Als Scott Derrickson 2012 mit Robert Cargill SINISTER entworfen hat und auf die Leinwand brachte, hatte er eine wundervolle Perle geschaffen. Selbst verwöhnteste Horrorfans mussten gestehen, dass ein Filmemacher dem Genre wieder einmal etwas Neues abgewinnen konnte. Selbstverständlich war eine Fortsetzung unausweichlich. Selbst Horrorfilme werden nicht mehr lediglich aus reiner Liebe zum Thema gemacht, sondern sind ein Kalkül der Industrie. Auf der anderen Seite wäre wohl jeder Filmemacher hocherfreut, nicht nur einen überzeugenden, sondern auch erfolgreichen Beitrag geschaffen zu haben. Als James Wan SAW machte, war er sich keineswegs bewusst, was für eine Ikone er ins Leben rufen würde. Und genau dies konnte man auch bei Derricksons SINISTER spüren, der so erfrischend sehr viele Versatzstücke des aktuellen Horrorfilms ignorierte.

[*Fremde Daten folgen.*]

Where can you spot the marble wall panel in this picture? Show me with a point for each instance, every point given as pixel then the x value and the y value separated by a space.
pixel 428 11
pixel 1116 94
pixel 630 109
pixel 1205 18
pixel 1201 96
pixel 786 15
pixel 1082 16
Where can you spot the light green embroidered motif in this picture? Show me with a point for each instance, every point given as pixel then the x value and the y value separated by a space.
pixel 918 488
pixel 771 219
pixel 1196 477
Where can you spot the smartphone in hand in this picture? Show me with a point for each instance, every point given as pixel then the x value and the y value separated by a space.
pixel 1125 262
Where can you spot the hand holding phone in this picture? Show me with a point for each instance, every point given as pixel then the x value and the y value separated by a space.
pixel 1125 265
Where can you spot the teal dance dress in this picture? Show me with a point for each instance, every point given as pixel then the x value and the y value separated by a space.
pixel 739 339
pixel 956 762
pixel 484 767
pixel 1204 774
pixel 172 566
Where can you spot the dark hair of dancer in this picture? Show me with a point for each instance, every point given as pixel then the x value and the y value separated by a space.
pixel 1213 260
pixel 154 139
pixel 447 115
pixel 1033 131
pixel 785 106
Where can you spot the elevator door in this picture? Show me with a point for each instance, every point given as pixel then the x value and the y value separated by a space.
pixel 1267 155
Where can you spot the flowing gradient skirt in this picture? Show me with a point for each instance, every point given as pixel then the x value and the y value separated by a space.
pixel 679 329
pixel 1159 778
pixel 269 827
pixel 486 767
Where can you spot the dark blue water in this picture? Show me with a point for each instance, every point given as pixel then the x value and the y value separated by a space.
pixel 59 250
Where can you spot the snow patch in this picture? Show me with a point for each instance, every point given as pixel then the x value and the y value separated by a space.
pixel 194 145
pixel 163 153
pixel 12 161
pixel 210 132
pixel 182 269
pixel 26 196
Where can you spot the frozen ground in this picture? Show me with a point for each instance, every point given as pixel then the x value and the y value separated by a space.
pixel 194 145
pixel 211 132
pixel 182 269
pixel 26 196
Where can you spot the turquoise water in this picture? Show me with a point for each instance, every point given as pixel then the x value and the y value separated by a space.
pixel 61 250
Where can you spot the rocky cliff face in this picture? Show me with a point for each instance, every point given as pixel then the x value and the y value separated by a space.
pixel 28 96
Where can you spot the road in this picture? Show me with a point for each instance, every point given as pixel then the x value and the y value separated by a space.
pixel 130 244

Courtney Collins hat sich mit ihren zwei Söhnen Dylan und Zach in einem Landhaus eingerichtet. Der Ex-Mann darf von dem Ort nichts wissen, weil er das Sorgerecht für die Jungs erstreiten möchte. Es wird angedeutet, dass Zach von seinem Vater missbraucht wurde. Doch dann kommt unvermittelt der ehemalige Deputy So&So (sic!) vorbei, um das Landhaus abzufackeln. Nach seinen Recherchen hat auch hier der Dämon Bhughul sein Unwesen getrieben, der im ersten Teil eine Familie ins Verderben führte. Eine Annäherung von So&So und Courtney bleibt natürlich nicht aus. Doch währenddessen durchlebt Sohn Zach merkwürdige Wesensveränderungen. Er wird aggressiver und unbeherrschter. Bhughul hat hier schon einmal eine Familie auslöschen lassen, und Zach ist ein weiteres Opfer, von dessen unaussprechlichen Taten sich der Dämon ernähren möchte.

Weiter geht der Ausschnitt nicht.